In 1936, Torbjörn Caspersson embarked on a lifelong research project at KI into nucleic acid with biophysical methods, and particularly optical ones. He managed in the first year to measure the level of DNA and RNA in individual cells using a new technique for ultraviolet microscopy. In this way, he could prove that nucleic acid was involved in reproduction, since the content varied at different stages of cell division.  
Caspersson became a professor of cellular research and genetics at the KI in 1944, and was later appointed head of a department at the Medical Nobel Institute. 

Oswald Avery showed in 1944 that DNA contains the cell’s genetic information.
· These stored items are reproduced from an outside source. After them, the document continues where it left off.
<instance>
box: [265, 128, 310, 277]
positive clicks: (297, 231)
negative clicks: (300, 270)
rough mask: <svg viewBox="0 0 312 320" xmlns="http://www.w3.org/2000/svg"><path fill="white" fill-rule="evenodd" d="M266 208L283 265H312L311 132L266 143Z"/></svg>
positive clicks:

Until then, the dominating assumption was that something as complicated as genes must be packaged in a correspondingly complex macro molecule, most likely a protein. DNA has a comparatively simple chemical structure and was therefore discounted. Although Avery could demonstrate that genetic information was contained by DNA, it was still unclear how the molecule coded the information. 

A ground-breaking step in genetic research was made in 1953, when Francis Crick and James Watson managed to determine the structure of the DNA molecule. This discovery was enabled by research by Rosalind Franklin, who died in 1958. The 1962 medicine prize was awarded to Crick, Watson, and Maurice Wilkins, a colleague of Rosalind Franklin. 

The CRISPR-Cas9 method, also known as “gene scissors”, makes it possible to modify genetic contents. Emmanuelle Charpentier and Jennifer Doudna were awarded the medicine prize in 2020.